Chalks Ocean Airlines
A few years later in December 2005, a Chalks Airlines turboprop Grumman Mallard lost a wing shortly after it took off and crashed near Miami, FL. Structural failure of the wing was cited as the obvious cause.
The NTSB found that “…Chalks maintenance program and practices were deficient, and these deficiencies were causal to the accident.” Again, another clearly continuing maintenance analysis application.
Chalks was an FAR 121 air carrier and did have an FAR 121.343 CAS program set out and described in its maintenance manual. The program was an approved maintenance program that included a quality control function that, in accord with the regulation, is designed to continuously monitor the program and catalog maintenance discrepancies. The conclusion by the accident board was that the system just did not work and that it did not track discrepancies. The Board said that both maintenance and oversight (surveillance by both the company and the FAA) was not adequate.
The Board elaborated by saying that the wing separation was a result of the failure of Chalks maintenance program to identify and properly repair fatigue cracks in the wing, and the failure of the FAA to detect and correct deficiencies in Chalks maintenance program.
Here again, an FAR mandated inspection and analysis system did not work. Although the Board in its report was kind to both the operator and the FAA personnel when it stated further that the FAA’s mandate was a “one-size-fits-all” approach that should be expanded to add more detail in just what the carriers should address. The Board went on to say that the inspectors’ guidance from the FAA did not account for specific risk factors (saltwater for Chalks).

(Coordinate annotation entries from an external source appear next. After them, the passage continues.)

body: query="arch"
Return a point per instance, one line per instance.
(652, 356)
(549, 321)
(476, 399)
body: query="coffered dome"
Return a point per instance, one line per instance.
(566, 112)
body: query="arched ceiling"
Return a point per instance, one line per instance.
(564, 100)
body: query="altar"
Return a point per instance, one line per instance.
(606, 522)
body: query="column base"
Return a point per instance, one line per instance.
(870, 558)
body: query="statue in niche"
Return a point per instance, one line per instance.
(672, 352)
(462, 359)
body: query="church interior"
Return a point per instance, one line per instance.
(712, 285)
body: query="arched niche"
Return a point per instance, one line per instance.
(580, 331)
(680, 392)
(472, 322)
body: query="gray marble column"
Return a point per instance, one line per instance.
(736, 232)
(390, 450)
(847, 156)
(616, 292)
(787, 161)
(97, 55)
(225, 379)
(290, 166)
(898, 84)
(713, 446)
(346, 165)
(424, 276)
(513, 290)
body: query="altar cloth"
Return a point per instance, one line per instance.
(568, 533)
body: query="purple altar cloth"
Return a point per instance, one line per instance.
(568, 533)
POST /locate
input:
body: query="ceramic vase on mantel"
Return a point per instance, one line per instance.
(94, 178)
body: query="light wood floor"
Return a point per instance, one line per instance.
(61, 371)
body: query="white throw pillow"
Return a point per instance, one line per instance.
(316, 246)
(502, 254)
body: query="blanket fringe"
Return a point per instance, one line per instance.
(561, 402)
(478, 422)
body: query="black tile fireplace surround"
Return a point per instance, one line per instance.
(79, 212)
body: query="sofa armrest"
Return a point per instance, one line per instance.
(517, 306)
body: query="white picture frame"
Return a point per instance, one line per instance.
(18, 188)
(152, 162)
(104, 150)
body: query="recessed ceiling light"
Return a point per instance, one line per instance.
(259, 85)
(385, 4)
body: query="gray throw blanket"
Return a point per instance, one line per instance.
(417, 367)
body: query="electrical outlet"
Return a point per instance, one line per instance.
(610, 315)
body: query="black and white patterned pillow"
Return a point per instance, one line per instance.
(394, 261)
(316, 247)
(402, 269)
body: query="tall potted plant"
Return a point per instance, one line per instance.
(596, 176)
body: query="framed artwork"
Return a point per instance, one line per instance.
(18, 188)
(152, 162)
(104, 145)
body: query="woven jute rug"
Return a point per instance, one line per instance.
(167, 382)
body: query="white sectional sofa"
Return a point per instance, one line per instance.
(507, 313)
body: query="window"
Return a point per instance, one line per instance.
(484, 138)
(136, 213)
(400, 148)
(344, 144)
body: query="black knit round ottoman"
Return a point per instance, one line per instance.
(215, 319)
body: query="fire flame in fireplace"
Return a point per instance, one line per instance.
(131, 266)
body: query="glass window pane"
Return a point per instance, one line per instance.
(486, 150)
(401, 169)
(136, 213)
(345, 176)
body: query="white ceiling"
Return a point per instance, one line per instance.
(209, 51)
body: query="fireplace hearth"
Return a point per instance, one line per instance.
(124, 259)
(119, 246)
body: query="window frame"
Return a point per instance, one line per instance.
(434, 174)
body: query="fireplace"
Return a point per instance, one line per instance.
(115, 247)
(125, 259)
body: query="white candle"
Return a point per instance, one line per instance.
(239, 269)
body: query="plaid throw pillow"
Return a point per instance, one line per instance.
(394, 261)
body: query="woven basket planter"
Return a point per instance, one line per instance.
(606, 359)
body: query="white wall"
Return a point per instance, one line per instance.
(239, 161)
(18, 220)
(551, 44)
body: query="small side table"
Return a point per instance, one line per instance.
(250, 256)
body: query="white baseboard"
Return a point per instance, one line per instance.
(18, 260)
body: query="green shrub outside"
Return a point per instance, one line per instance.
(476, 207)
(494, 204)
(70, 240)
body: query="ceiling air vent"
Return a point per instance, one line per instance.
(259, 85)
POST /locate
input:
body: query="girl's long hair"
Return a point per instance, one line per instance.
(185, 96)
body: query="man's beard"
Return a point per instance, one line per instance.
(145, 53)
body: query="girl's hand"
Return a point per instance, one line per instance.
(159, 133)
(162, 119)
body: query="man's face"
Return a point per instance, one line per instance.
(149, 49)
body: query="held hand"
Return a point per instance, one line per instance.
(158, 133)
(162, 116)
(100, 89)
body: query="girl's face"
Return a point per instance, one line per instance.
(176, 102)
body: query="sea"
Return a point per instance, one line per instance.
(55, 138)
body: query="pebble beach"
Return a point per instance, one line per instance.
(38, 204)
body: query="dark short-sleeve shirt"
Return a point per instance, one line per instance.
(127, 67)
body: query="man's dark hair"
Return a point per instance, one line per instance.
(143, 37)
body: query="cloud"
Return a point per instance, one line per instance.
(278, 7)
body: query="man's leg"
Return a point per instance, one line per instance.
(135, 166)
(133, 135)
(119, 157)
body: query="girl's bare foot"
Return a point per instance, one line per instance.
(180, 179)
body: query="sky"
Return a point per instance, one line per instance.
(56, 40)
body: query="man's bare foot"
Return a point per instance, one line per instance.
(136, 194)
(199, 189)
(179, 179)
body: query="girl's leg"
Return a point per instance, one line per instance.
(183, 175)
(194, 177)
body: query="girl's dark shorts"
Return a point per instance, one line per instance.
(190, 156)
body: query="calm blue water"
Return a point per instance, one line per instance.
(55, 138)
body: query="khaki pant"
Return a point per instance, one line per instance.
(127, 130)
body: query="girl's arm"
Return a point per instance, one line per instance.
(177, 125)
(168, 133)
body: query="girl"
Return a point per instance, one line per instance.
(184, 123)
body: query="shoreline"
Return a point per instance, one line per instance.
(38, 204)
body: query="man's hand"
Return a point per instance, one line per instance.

The so-called “risk factors” were all too evident! 1. Older aircraft, (most of the Mallards were built in 1947) although re-engined with PT-6’s in recent years. 2. Saltwater an all too obvious risk factor for corrosion and deterioration of structural components. This writer started flying in Luscombe 8F and Piper PA 18 floatplanes. Saltwater corrosion was an all too obvious risk and very evident. We were required to wash down all aircraft after flight with fresh water when returned to the ramp. Nonetheless, you could frequently find spots under the aluminum wing of a Luscombe where you could poke a pencil through the corroded aluminum skin. The spars were frequently looked at and protected with anti-corrosion liquids as far as could be done with the wings in place. Wing skins were frequently replaced. The fabric surfaces of the PA 18 faired much better in this regard although other steel parts bore the brunt of corrosion from saltwater. Engine parts faired little better. Exhaust manifolds, frequently leaked. There is no let-up to saltwater corrosion. All you can do is slow it down.
Chalks Mallards wings had integral fuel tanks. Any fuel leak meant that the integrity of the wing could be compromised in the area of the leak. Every fuel leak does not mean a structural problem but they must be cataloged and of course sealed and inspected where necessary. The Board urged that all leaks and other structural deficiencies should have been tracked carefully by Chalks. Here again, the CASS failed.
Modern airliners have integral fuel tanks in the wings. The sealing methods and material however are probably much improved since 1947 when the Mallards were built. Even the Convair series of piston and turbines (240, 340, 440, 580, 5800) are all wet wings with integral fuel tanks. They are prone to wing fuel leaks as well. The Convairs were built like battleships, that’s why many still fly today. Most are not of course exposed to saltwater.